Brush tailed Bettong :- http://nswfmpa.org/Husbandry Manuals/Published Manuals/Mammalia/Brush Tailed Bettong (Wright).pdf

Red Bellied Pademelon :- http://www.penguinvet.com.au/downloads/2922546/Caring+for+Wildlife+2.+Pademelons.pdf

I hope this information helps at least a small amount.  ...................Ron


----------



## Bluetongue1 (Oct 5, 2015)

Both groups are readily kept in captivity. I have not kept either but know of people who have. While Pademelon wallabies are not quite twice the size of Bettongs, they require a disproportionately very much larger run. If space is not an issue, then it basically gets down to research and personal preference. 

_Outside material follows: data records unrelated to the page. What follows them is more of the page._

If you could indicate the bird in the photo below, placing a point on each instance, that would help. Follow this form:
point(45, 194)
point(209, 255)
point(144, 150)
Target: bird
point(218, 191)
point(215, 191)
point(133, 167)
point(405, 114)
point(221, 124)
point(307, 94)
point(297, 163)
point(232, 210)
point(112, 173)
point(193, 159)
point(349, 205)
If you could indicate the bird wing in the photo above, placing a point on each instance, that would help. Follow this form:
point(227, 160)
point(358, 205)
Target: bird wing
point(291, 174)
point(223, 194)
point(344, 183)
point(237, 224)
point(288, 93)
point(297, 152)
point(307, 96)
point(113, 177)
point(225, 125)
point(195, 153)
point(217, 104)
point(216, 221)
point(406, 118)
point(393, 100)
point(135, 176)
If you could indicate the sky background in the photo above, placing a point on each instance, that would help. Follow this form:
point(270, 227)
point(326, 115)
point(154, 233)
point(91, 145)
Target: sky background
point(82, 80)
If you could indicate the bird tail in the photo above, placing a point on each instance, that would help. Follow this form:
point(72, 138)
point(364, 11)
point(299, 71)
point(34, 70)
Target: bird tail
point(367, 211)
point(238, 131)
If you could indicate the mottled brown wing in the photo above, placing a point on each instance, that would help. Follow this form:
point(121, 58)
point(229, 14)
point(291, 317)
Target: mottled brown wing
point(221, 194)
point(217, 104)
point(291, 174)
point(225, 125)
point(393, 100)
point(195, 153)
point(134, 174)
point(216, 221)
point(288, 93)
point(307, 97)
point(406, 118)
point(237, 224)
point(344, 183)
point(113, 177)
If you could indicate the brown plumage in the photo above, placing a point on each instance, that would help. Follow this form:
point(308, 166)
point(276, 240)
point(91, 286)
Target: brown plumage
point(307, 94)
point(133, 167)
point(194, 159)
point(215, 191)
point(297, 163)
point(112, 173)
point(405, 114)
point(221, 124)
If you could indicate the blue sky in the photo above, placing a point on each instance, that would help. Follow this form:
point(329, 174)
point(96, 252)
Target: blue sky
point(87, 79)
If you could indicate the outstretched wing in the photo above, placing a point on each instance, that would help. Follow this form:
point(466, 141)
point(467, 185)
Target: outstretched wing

Here are a couple of websites that contain some useful information and potential contacts... The Marsupial Society of Australia http://www.marsupialsociety.org/ and The Marsupial Society (in Victoria) http://www.marsupialsociety.org.au/index.html. The first is the most informative and has some relevant links and resources.


----------



## HerpNthusiast (Oct 5, 2015)

Thanks guys for the info links I'll research and I live quite close to Dixi creatures so thanks Crazynut and Rohalling for those links and thanks to everyone whose helped me I'll also research sugies I've considered getting them for awhile and look a little bit of an easier alternative, thanks


----------